A majority of House Republicans broke from the White House despite the president's veto threat, and the Senate passed the bill Thursday in an 81-15 vote, making an override certain. That a veto-proof majority in both houses supported the bill is testament to the power of the agricultural lobby, especially in an election year. And remember that the five-year bill includes a $10 billion boost for nutrition programs.

The farm bill is that rare piece of legislation that means as much to urban centers as it does to rural areas. Minnesota's interests were largely protected. State farmers would continue to collect about $300 million a year in direct-payment subsidies -- the benefits paid without any regard for crop prices.

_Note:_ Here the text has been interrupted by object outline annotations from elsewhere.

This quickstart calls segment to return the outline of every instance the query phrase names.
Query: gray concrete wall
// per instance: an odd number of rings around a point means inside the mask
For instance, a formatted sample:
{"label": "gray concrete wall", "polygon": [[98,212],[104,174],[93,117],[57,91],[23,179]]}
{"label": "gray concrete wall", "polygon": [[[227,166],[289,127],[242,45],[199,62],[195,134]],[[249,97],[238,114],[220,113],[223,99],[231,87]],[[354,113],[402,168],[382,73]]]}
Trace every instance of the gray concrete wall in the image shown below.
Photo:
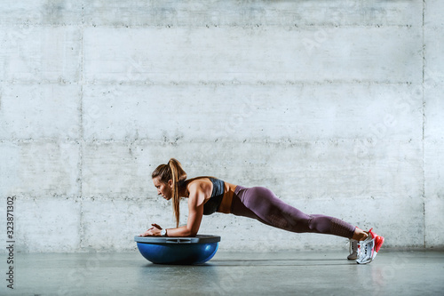
{"label": "gray concrete wall", "polygon": [[[20,252],[134,250],[150,223],[174,226],[150,173],[176,157],[191,177],[373,227],[387,247],[443,246],[443,12],[440,0],[2,1],[2,233],[14,196]],[[346,243],[218,213],[201,233],[225,251]]]}

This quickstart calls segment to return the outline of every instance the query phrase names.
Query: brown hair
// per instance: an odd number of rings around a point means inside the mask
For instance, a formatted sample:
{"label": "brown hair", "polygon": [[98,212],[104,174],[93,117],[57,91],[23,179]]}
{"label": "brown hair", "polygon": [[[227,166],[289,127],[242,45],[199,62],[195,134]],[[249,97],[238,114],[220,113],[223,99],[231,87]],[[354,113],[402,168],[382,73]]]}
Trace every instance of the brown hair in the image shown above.
{"label": "brown hair", "polygon": [[151,178],[160,178],[163,183],[168,183],[172,180],[172,210],[176,217],[176,227],[178,228],[178,217],[180,215],[180,196],[179,188],[183,181],[186,180],[186,172],[182,168],[182,164],[175,159],[170,158],[168,164],[161,164],[157,166],[151,174]]}

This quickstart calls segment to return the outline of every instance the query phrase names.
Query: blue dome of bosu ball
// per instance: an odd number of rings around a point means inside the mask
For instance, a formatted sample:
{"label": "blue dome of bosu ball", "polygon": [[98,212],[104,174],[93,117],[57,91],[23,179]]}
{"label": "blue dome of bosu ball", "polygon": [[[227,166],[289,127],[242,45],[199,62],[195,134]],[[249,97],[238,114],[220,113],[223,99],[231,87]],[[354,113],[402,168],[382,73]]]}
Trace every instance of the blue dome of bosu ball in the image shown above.
{"label": "blue dome of bosu ball", "polygon": [[195,237],[134,236],[139,251],[157,264],[202,264],[213,258],[220,236]]}

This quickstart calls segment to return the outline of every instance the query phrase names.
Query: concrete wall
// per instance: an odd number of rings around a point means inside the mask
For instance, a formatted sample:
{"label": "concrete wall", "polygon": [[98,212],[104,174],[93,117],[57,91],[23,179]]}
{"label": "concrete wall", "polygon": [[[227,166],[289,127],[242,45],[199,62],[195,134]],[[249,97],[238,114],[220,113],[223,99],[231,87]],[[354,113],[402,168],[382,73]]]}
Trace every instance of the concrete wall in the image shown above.
{"label": "concrete wall", "polygon": [[[149,176],[176,157],[191,177],[373,227],[387,247],[443,246],[443,12],[440,0],[2,1],[2,233],[14,196],[20,252],[134,250],[150,223],[174,226]],[[346,246],[218,213],[201,233],[225,251]]]}

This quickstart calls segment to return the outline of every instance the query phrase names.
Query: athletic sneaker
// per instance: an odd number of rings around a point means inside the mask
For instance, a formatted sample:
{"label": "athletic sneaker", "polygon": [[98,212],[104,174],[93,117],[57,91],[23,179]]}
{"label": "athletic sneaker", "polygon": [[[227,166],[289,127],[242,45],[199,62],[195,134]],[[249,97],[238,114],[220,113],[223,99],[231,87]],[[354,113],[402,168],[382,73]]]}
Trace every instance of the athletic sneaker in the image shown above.
{"label": "athletic sneaker", "polygon": [[384,244],[384,237],[375,234],[373,228],[369,230],[369,236],[358,243],[358,259],[356,263],[370,263],[377,257],[379,249]]}
{"label": "athletic sneaker", "polygon": [[358,241],[355,239],[350,239],[350,255],[347,256],[349,260],[355,260],[358,259]]}

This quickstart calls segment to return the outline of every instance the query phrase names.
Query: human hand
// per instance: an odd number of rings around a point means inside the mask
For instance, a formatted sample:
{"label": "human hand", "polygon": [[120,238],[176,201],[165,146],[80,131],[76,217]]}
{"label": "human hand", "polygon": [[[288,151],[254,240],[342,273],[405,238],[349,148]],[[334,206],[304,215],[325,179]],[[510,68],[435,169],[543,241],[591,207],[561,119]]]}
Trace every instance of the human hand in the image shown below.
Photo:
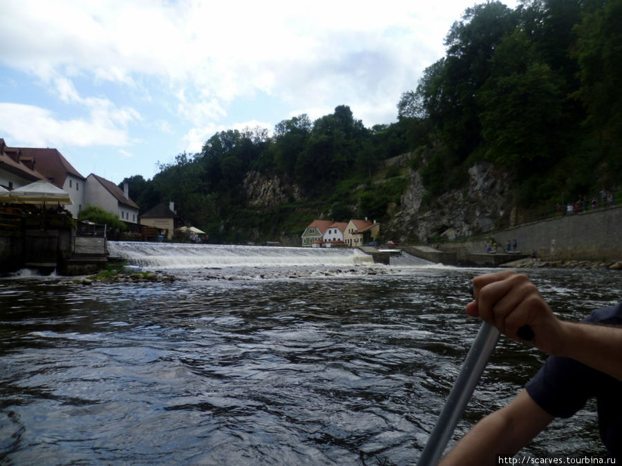
{"label": "human hand", "polygon": [[520,329],[528,326],[534,334],[529,342],[549,354],[561,347],[561,322],[526,275],[512,271],[489,273],[475,277],[473,287],[475,300],[466,306],[469,315],[520,342],[527,342]]}

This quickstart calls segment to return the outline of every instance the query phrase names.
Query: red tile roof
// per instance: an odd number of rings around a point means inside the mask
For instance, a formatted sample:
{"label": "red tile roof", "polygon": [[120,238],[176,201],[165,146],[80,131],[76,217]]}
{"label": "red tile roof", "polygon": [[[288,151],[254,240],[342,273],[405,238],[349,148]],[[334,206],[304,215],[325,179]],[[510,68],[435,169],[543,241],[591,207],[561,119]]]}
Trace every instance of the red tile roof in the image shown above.
{"label": "red tile roof", "polygon": [[323,235],[326,229],[333,223],[334,222],[332,222],[332,220],[313,220],[313,222],[309,224],[309,226],[307,228],[317,228],[319,231],[319,232]]}
{"label": "red tile roof", "polygon": [[19,148],[7,147],[4,139],[0,138],[0,168],[30,181],[45,179],[43,175],[33,168],[32,160],[22,161],[23,159]]}
{"label": "red tile roof", "polygon": [[19,148],[21,151],[21,158],[32,160],[37,171],[59,188],[62,188],[65,184],[67,173],[71,173],[78,178],[84,179],[84,177],[73,168],[58,149],[28,147]]}
{"label": "red tile roof", "polygon": [[121,204],[123,204],[126,206],[129,206],[130,207],[133,207],[134,208],[139,208],[138,206],[137,206],[134,201],[129,197],[126,197],[125,195],[124,195],[123,191],[121,191],[121,188],[119,188],[116,184],[113,183],[111,181],[109,181],[106,179],[106,178],[102,178],[100,176],[97,176],[95,173],[91,173],[88,176],[93,175],[95,179],[100,182],[108,191],[112,194],[115,197],[117,198],[117,200],[119,201]]}
{"label": "red tile roof", "polygon": [[339,231],[343,233],[348,228],[348,224],[344,222],[334,222],[328,226],[328,228],[337,228]]}
{"label": "red tile roof", "polygon": [[351,222],[354,224],[355,226],[357,227],[357,233],[359,233],[367,231],[368,230],[371,230],[377,225],[380,224],[379,223],[374,223],[370,220],[351,220]]}

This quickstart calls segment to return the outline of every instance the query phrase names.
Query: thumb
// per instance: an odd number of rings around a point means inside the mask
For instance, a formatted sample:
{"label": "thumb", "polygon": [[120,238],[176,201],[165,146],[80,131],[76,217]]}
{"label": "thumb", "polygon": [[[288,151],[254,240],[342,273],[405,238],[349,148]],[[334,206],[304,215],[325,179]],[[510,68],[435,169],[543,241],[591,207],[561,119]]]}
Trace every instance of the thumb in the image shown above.
{"label": "thumb", "polygon": [[478,309],[478,302],[473,301],[466,304],[466,313],[471,317],[480,317],[480,311]]}

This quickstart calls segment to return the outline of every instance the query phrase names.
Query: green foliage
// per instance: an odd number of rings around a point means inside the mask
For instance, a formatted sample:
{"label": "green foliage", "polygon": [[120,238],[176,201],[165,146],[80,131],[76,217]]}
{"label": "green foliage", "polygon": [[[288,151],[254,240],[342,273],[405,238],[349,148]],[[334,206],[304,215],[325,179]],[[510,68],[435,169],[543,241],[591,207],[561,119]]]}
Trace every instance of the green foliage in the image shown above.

Crop subsidies, which prop up farmers when prices fall, would continue.

U.S. sugar producers would get some protection from imports, which will be well-received by the state's sugar-beet farmers. The legislation also tries to encourage the move from corn-based to cellulosic ethanol. And the state would benefit from increased funding for school food programs and organic farming.

All of this left several key members of the Minnesota delegation talking about the value of compromise. Republican Sen. Norm Coleman said the bill was important for the state. Democratic Sen. Amy Klobuchar said the payment limits represented a "landmark step'' toward reform. But Republican Rep. Jim Ramstad, who opposed the bill, effectively summed up the missed opportunity: "Congress should not force hard-working taxpayers to subsidize millionaire farmers.'' No, it shouldn't.